Some may question the raw business model of productivity (having ten majors).  What is the basis that we are asked to rubber stamp the deletion of the German major?  Is the basis for asking us to do this based on our unique size and General Administration’s approval of our unique mission?  Are we asked to delete this based on the quality of the major as indicated by its number of Fulbright awards?  No, we are asked to delete this because GA told us to.  He asked Senators to think deeply about why we would vote yes to delete the German major.  Think about it in terms of intellectual reasons, not because we have been told to do it. 

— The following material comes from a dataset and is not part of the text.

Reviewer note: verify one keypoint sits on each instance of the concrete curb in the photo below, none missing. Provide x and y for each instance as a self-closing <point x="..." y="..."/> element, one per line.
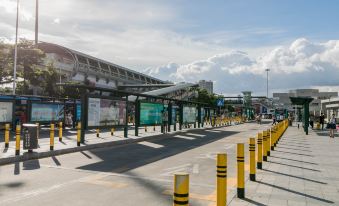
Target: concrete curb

·         Dr. Russell said she had lingering concerns about the future implications – concerns that Dr. Haas outlined about the same measurement being applied across all universities and comments Dr. Larson made at the last meeting about our need to be aware of developing quality indicators, such as the number of Fulbright awards associated with the German department.  This is a reminder that we need to think of ways we can move forward from this situation and prevent these kinds of cancellations of programs in the future.  She did not know by what qualitative measures these decisions are made besides having 10 majors.  She reiterated our need to think in terms of qualitative measurements for future assessment. 

·         Dr. Pierce asked as a practical matter, what happens if we vote no.  It will have no practical affect in terms of whether we have a German major or not.  It will be a statement.  He asked if it be would forwarded to the Board of Governors. 

·         Dr. Fernandes said we have been asked to delete the German major and she brought the request to the Senate.  If the Senate refuses, the decision will be brought to the Board of Governors.

·         Dr. Frank argued that above and beyond the particular case of German, there is a question of fairness and principles involved.  One can speculate as to the consequences.  There could be consequences to us as an institution – how we come to solutions above and beyond the response from General Administration.  There are also consequences for the institution in terms of integrity, cohesion and credibility when we make a principled decision. 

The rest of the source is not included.